On Fri, Oct 24, 2025 at 01:04:31AM +0200, Stefano Brivio wrote:
On Fri, 17 Oct 2025 14:28:37 +0800 Yumei Huang
wrote: If a client connects while guest is not connected or ready yet, resend SYN instead of just resetting connection after 10 seconds.
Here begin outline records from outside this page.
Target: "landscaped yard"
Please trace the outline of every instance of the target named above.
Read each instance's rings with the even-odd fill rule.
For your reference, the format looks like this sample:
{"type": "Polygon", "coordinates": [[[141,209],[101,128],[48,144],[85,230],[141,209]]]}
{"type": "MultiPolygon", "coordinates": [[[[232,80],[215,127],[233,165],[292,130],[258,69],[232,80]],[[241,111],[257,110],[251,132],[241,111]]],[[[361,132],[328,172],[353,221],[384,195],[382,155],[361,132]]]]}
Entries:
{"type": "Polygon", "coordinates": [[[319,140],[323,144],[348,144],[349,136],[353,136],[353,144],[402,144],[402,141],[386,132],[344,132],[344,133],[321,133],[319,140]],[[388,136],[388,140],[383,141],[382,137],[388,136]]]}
Use the same backoff calculation for the timeout as linux kernel.
Linux.
Link: https://bugs.passt.top/show_bug.cgi?id=153 Signed-off-by: Yumei Huang
--- tcp.c | 55 +++++++++++++++++++++++++++++++++++++++++++++++-------- tcp.h | 5 +++++ 2 files changed, 52 insertions(+), 8 deletions(-) diff --git a/tcp.c b/tcp.c index 2ec4b0c..9385132 100644 --- a/tcp.c +++ b/tcp.c @@ -179,9 +179,11 @@ * * Timeouts are implemented by means of timerfd timers, set based on flags: * - * - SYN_TIMEOUT: if no ACK is received from tap/guest during handshake (flag - * ACK_FROM_TAP_DUE without ESTABLISHED event) within this time, reset the - * connection + * - SYN_TIMEOUT_INIT: if no ACK is received from tap/guest during handshake + * (flag ACK_FROM_TAP_DUE without ESTABLISHED event) within this time, resend + * SYN. It's the starting timeout for the first SYN retry. If this persists
"If this persists" makes sense for the existing ACK_TIMEOUT description but not here, because it looks like it refers to "starting timeout".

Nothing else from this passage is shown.